Tech lets wireless access points cancel out interference, providing a speed boost for crowded venues. It might help cellphone towers, too.
Look at the night sky on a camping trip and the stars are everywhere. Look from a city full of lights and you barely see any. The disappointment is similar when you go from a Wi-Fi network in isolation to one crowded with dozens, maybe hundreds, of other users. The problem, in both cases, is interference: signals crashing into each other. Adding more Wi-Fi access points, or APs, to extend the coverage area can cause more collisions, since they are all fighting over the same limited spectrum.
Now MIT researchers say they’ve found a fix: getting APs to anticipate how they will collide and tweak the signals to undo the damage. In today’s world of busy Wi-Fi networks, the way to avoid a crash is to take turns, like cars meeting at a four-way stop sign.
“If you’re the only person, you get to send [data] all the time,” says Hariharan Rahul, a visiting researcher at MIT’s Computer Science and Artificial Intelligence Lab. “If there are two people you get to send … about half the time. As there are more and more people, you get less and less opportunities to send.”
Rahul worked with two PhD students and professor Dina Katabi on a new solution: Instead of avoiding collisions, take advantage of them.
Now get ready for the jargon salad.

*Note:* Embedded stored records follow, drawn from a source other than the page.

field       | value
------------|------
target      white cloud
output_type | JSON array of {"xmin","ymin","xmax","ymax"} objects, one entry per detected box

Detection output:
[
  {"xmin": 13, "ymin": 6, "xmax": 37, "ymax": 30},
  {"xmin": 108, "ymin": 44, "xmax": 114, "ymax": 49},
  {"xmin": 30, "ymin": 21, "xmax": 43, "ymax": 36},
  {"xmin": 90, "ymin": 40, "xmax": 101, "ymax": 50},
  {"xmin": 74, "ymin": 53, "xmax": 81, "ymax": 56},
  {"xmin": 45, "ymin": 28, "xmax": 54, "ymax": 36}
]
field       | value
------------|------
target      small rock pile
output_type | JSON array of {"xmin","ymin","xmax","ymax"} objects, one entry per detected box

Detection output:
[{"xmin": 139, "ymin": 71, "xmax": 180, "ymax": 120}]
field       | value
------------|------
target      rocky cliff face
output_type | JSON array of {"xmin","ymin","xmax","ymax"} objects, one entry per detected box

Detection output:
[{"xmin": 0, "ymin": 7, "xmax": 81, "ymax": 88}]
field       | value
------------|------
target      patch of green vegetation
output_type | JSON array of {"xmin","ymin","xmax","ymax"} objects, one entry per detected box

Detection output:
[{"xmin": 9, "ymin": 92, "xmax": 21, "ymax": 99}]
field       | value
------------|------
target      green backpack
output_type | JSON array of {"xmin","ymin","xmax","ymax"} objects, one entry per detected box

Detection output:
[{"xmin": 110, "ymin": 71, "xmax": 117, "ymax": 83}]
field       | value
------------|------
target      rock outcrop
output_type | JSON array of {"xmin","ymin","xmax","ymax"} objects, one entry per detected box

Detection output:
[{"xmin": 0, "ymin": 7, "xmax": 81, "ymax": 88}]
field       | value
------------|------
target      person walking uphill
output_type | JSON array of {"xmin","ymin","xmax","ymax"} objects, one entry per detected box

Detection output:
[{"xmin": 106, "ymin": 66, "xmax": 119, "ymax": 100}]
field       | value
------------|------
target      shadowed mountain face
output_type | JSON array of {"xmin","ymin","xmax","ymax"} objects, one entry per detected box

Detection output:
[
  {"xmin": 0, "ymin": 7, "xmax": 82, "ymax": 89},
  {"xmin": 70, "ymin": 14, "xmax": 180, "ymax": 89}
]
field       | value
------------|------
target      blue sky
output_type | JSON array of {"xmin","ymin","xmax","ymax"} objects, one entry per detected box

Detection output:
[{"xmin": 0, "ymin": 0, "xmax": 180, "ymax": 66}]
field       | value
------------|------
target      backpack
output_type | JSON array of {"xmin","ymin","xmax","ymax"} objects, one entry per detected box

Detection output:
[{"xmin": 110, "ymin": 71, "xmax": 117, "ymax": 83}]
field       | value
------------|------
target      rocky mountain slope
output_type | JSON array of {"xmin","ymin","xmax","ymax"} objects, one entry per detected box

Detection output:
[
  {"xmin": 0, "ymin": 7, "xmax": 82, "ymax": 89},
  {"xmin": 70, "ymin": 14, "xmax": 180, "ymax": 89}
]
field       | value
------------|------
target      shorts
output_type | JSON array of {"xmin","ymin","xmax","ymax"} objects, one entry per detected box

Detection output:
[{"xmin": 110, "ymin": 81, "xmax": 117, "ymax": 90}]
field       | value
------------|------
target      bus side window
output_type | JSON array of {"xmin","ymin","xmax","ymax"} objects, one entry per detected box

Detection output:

The technology MIT developed is named MegaMIMO 2.0. (It’s an extension of a technology called MIMO that coordinates multiple antennas inside a single AP.) It was outlined this week in a paper called “Real-time Distributed MIMO Systems” at the Computing Machinery’s Special Interest Group on Data Communications conference in Brazil.
To understand what happens when radio waves collide, go back to your high school lessons that show them as undulating lines with peaks and valleys. If two of these lines overlap perfectly, peak-to-peak and valley-to-valley, they boost each other. If they line up peak-to-valley, they cancel each other out. Usually, they are at some point in between the two extremes, each warping the other. The MIT team’s ah-ha moment: If they could anticipate how waves would overlap, they could tweak the signals ahead of time to counteract the warping. “Now when these modified signals come through the air, they are still going to collide with each other,” says Rahul. “But after the collision, the signal is now what you want.”
Easier said than done. In fact, the process requires continuous measurement of the wireless network as it’s disturbed by things like connected laptops and phones moving around or people walking by. It also requires keeping all the access points in communication to coordinate signal-tweaking efforts. That rapidly eats up bandwidth until none is left. “If you are coordinating 16 APs, you would essentially spend all your time exchanging information and never actually have any time to send the data,” says Rahul. That’s hardly a way to boost performance.